Take Mark Karlsson. He is an affable man who radiates gentleness, loves to cook, rarely leaves the house without a gun, and believes that despotism is hanging over America.
“There is a plan to bring us from the inside to socialism, Marxism, a communist type of government,” says Carlson, the St. Croix County warden who recently retired after 20 years at the juvenile detention center.
He was hired earlier this year as insurgent right-wing conservatives built a powerful local voting bloc fueled by fury over the COVID lockdown, vaccination mandates and unrest that rocked the country after George Floyd was killed by a Minneapolis police officer who was only 45 years old. minutes.
In two years, they have taken control of the county’s Republican Party, ousting leaders they deride as weak establishment pawns, and helped put more than a dozen people into elected office on county and city governments and school boards.
In America, the US government has orchestrated COVID fears to consolidate its power, the IRS is buying up massive stockpiles of ammunition, and former President Barack Obama may be the most powerful man in the country.
Polls today show that more than 60% of Republicans in the US do not believe that President Joe Biden has been elected in 2020. About a third refuse to get the COVID vaccine.
Carlson, a bearded, gun-toting, middle-aged white guy who voted for former President Donald Trump, knows he looks like a caricature to some.
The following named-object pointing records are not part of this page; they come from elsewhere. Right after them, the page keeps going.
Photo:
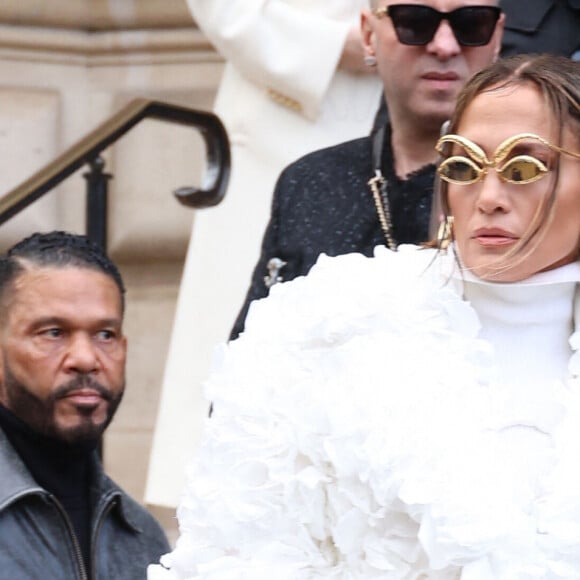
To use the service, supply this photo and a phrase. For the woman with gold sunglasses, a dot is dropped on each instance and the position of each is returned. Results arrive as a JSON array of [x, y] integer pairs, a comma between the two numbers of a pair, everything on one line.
[[416, 414]]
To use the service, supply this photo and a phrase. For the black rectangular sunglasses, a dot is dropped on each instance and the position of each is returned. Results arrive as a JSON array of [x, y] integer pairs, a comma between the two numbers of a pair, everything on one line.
[[416, 24]]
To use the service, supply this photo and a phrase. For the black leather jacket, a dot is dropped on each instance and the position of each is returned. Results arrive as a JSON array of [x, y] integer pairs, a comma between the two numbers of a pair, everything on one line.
[[37, 539]]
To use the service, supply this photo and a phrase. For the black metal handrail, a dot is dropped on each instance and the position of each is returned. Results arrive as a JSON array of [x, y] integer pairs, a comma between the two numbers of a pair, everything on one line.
[[87, 150]]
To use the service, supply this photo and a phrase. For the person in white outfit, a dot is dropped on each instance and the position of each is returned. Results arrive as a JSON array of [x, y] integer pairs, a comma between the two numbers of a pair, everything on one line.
[[294, 81], [416, 414]]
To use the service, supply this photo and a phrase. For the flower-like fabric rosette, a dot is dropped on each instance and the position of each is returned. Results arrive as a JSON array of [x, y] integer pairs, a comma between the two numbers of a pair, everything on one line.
[[356, 434]]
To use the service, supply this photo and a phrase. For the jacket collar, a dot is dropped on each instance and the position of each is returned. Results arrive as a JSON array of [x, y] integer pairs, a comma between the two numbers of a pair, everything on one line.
[[17, 482]]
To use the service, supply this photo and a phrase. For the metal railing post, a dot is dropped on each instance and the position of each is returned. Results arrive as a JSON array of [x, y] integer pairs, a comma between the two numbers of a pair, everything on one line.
[[97, 202]]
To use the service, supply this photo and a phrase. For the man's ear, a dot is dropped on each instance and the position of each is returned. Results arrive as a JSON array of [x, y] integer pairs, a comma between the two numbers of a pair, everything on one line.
[[3, 397], [367, 32]]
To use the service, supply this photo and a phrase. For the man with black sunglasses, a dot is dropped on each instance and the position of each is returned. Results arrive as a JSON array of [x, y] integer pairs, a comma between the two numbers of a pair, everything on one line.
[[378, 189]]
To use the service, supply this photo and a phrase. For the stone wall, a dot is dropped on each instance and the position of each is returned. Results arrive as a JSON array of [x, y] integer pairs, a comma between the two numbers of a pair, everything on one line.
[[66, 66]]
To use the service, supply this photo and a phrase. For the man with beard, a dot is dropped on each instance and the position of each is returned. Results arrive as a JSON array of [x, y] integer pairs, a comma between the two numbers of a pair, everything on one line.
[[62, 377]]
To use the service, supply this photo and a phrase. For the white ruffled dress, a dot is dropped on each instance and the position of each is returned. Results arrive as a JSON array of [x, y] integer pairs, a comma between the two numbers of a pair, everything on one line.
[[369, 424]]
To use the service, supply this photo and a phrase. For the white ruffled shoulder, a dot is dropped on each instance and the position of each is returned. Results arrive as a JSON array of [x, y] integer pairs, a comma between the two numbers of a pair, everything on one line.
[[355, 435]]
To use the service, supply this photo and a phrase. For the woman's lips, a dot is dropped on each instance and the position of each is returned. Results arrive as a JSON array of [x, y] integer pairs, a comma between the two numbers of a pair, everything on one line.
[[490, 237]]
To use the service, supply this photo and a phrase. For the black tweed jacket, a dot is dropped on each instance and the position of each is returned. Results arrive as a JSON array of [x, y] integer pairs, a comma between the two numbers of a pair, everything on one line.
[[322, 204]]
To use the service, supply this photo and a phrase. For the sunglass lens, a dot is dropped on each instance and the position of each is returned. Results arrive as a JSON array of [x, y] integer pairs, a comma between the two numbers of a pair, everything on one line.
[[474, 25], [414, 24], [459, 171], [523, 169]]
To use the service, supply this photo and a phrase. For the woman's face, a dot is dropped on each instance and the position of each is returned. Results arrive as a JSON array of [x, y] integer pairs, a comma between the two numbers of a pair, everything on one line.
[[491, 216]]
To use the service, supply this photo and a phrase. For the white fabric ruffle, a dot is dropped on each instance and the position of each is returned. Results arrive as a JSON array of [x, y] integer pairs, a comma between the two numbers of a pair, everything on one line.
[[359, 432]]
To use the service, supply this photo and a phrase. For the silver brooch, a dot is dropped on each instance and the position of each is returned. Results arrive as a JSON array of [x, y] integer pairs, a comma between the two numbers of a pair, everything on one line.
[[274, 267]]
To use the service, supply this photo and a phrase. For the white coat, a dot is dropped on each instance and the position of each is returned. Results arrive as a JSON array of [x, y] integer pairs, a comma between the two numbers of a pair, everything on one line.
[[281, 97]]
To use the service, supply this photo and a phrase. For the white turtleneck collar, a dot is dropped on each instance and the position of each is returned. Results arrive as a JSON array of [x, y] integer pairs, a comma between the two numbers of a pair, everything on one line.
[[529, 323]]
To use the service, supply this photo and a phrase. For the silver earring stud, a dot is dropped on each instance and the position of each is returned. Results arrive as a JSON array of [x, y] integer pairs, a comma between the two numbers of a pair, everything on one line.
[[370, 60]]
But he is not.
“I’m just a normal person,” he says, sitting on a couch next to a window overlooking the large garden he and his wife tend. “They don’t understand that we want good.”
It can be confusing. He calls peaceful black protesters “righteous” for taking to the streets after Floyd’s murder. He makes organic yogurt. He drives a Tesla. He is a conservative Christian who loves AC/DC. In a region where Islam is sometimes treated with open hostility, he says he would support the small Muslim community if they wanted to open a mosque there.
Sometimes you will hear people here talking about what they intend to do if things go very badly in America.
There are solar panels in case the electrical grid fails. There is extra petrol for cars and diesel for generators. There are shelves with non-perishable products that sometimes last for several months.
There are weapons, but this is almost never discussed with outsiders.
“I’ve had enough,” says one man, sitting in a Hudson cafe.
“I’d rather not talk to a reporter,” Kraft says.
Opinions about the violence worry people like Paul Hambleton, who lives in Hudson and works with the county’s Democratic Party.
“There’s something really wrong here,” Hambleton says.
He taught for many years in the St. Croix County town, which has grown from 43,000 in 1980 to 95,000 today. He watched how the student body shifted. The children of farmers have given way to the children of people who commute to the Twin Cities. Racial minorities have become small, but are growing.
He understands why change can make some people nervous.
“There’s a rural way of life that people feel is threatened here, a small-town way of life,” he says.
But he’s also a hunter who saw how hard it was to buy ammunition after the 2020 protests, when gun sales skyrocketed across America.
For almost two years, the shelves were almost bare.
“I found it threatening,” Hambleton says. “Because there’s no way deer hunters buy that much ammo.”